4.After Nov. 24th, I am building a new home within the critical area do I need to install a BAT unit?
5. After Nov. 24th, I am building a new home outside the critical area do I need to install a BAT unit?
If you are using a conventional septic system without any variances or special conditions then a BAT unit is not required.
6. After Nov. 24th, I have a property outside the critical area that is improved with a dwelling. I am removing the dwelling and building a new dwelling, do I need to install a BAT unit?
This answer is generally no.
However, if your property has limitations with available land area and/or the soil conditions do not allow for a conventional sewage disposal system and/or variances are needed to allow the construction, then you may need to install a BAT unit. You should consult with your local approving authority for specifics on your property.
7. A portion of my property is in the critical area and a portion is out of the critical area, how do I know if I need a BAT unit?
The location of your septic system is the deciding factor. If your drainfield is in the critical area then a BAT unit is required. Septic systems and drainfields outside the critical area do not require a BAT unit.
8. I have a BAT unit that was installed and paid for with Bay Restoration Funds (BRF): Can I remove the unit or make it inoperable?
No, the conditions of funding do not allow for the removal or tampering with a BAT unit regardless of whether the system is inside or outside the critical area.
9. What if I have a BAT unit outside the critical area that did not receive any BRF money and was not part of any non-conventional agreement, variance or county code/policy, can I remove it?
Possibly, but you must check with the local approving authority; modifications to any septic system require a permit from the local approving authority.
10. Can homeowners remove the Agreement and Easement from the deed to their property?
No, the regulations do not allow the removal or modification to the Agreement and Easement, unless the local approving authority approves the modification and change to the deed.
11. Must a homeowner maintain service in perpetuity of the BAT system?
Yes, the regulation does not change the requirement for the operation and maintenance in perpetuity.

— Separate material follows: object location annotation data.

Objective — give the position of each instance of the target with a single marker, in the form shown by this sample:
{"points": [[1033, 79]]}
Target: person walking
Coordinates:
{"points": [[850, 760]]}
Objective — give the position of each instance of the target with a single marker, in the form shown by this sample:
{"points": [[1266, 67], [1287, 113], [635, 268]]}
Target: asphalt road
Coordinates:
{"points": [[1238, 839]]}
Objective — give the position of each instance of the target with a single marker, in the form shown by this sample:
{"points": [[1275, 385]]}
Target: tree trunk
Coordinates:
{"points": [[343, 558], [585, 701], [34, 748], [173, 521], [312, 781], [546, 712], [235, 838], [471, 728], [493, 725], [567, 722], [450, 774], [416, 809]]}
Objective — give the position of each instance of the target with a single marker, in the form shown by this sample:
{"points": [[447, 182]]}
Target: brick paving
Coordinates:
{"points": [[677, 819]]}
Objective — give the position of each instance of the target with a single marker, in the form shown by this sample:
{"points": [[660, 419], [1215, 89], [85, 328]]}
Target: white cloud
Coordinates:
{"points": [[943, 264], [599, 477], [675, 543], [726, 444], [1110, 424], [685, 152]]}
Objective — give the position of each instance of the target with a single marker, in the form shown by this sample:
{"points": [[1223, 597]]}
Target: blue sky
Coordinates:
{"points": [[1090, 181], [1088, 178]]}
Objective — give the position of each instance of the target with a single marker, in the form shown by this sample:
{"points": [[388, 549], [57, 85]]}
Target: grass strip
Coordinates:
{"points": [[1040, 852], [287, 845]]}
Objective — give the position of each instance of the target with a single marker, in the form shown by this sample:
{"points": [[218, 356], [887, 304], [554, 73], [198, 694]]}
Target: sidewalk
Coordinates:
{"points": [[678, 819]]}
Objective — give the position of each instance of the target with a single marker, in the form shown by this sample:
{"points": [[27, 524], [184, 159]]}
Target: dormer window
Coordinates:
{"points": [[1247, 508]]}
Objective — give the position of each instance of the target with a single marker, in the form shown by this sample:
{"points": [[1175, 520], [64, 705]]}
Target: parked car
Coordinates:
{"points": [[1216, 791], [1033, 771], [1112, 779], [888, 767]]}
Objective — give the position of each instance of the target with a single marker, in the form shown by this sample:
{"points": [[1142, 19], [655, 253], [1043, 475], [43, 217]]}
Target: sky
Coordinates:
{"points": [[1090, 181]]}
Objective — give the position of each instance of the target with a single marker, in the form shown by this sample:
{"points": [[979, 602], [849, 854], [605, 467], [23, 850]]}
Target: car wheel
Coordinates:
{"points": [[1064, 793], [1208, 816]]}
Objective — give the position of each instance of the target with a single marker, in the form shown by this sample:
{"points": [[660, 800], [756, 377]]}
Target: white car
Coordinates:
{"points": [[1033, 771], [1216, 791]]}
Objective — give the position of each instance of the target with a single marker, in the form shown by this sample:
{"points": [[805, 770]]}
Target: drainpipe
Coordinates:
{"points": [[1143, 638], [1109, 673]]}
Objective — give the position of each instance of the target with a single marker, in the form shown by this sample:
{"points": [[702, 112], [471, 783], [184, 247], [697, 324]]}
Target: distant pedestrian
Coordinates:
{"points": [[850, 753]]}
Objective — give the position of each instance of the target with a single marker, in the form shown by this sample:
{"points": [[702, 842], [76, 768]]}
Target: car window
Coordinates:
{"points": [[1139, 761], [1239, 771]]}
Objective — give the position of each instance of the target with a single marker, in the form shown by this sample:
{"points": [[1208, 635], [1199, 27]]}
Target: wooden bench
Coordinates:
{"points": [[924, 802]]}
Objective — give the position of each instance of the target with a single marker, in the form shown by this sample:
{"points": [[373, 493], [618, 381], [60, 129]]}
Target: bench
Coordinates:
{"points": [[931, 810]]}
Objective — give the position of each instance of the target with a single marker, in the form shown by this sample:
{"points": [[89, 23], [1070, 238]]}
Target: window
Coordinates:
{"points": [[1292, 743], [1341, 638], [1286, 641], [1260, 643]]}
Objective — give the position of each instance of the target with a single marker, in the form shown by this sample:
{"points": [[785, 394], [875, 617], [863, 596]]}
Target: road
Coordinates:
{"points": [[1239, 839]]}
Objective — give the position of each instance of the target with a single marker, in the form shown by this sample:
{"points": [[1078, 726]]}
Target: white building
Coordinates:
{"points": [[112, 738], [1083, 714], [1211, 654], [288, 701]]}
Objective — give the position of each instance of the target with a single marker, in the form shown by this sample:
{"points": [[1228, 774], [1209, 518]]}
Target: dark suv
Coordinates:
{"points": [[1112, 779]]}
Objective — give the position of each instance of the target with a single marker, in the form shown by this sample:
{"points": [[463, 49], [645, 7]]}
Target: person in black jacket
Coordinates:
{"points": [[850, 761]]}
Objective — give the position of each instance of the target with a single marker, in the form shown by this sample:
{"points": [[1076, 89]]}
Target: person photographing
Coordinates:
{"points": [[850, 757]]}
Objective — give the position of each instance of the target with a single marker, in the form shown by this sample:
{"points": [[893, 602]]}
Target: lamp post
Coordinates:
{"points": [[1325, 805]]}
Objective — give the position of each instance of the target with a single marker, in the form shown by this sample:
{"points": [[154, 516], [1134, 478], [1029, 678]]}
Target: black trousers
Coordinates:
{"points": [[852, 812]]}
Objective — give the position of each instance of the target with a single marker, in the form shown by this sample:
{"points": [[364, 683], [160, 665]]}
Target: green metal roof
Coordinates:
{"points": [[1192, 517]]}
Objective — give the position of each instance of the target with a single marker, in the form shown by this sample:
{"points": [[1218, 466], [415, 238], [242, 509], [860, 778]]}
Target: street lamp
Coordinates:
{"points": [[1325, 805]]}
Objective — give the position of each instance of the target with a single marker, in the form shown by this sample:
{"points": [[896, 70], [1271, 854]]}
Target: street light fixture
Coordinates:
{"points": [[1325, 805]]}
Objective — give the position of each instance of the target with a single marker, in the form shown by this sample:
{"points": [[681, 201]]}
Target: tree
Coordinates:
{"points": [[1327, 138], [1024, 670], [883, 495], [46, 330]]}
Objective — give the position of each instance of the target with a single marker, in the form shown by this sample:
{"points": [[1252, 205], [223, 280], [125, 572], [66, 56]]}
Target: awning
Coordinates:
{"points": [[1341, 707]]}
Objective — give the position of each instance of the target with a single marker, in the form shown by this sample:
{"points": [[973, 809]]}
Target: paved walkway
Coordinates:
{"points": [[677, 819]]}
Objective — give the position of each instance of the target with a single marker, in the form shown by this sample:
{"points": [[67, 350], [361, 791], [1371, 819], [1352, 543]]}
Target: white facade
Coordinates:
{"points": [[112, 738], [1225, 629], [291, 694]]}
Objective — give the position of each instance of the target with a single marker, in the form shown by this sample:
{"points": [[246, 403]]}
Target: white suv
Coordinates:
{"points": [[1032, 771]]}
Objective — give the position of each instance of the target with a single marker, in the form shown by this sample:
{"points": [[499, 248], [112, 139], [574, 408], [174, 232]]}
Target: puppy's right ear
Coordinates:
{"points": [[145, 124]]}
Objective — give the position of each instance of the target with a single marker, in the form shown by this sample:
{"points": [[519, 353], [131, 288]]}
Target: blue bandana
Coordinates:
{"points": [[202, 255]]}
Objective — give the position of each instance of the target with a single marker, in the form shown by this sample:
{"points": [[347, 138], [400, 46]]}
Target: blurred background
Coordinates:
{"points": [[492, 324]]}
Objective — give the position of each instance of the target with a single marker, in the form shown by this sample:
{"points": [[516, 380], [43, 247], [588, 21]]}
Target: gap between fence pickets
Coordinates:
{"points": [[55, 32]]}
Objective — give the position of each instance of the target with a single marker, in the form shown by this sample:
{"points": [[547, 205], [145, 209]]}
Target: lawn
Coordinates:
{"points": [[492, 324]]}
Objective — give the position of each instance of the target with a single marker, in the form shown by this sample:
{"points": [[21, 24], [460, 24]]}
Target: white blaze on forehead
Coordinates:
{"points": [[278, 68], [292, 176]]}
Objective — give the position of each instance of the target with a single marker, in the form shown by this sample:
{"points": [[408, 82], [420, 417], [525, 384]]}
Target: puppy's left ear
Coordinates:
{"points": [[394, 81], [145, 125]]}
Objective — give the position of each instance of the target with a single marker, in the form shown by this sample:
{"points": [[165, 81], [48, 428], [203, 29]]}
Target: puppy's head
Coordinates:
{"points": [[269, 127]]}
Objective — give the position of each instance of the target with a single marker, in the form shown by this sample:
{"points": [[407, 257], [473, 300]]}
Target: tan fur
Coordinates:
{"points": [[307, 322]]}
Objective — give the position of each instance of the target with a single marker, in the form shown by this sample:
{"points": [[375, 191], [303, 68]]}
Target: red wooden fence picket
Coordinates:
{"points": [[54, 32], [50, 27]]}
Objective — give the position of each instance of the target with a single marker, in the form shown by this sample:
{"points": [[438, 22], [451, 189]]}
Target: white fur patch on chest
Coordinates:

Any BAT unit installed in Maryland, existing or proposed, must be serviced by a certified service provider.
12. Who are the service providers?
To reach our website, simply type the following abbreviation into any web browser: bit.ly/MDESepticUpgradeProgram
13. If I have a problem with my service provider who can I call?
Your local approving authority or Maryland Department of the Environment 410-537-3778
BAT FINAL Regulation FAQs Page 3
14. If I am required to install a BAT unit, is funding available?
To reach our website, simply type the following abbreviation into any web browser:
15. Can my existing 5 year Operation and Maintenance contract be changed to a 2 year after the regulation is in effect?
If the property received Bay Restoration Funds for the purchase, installation, and O&M contract, the O&M contract will remain for 5 years. If the property did not utilize BRF funds, the homeowner may renegotiate with the manufacturer and service provider for a two year contract. However, any BAT unit installed in Maryland, existing or proposed, must be serviced by a certified service provider in perpetuity.
16. Are there other changes related to Operation and Maintenance?
The requirement for Operation and Maintenance (O&M) of a BAT unit does not change the minimum frequency of annual required service. The homeowner is responsible for ensuring that their system is maintained at least once per year by a service provider. However, a service contract for the BAT unit is no longer required.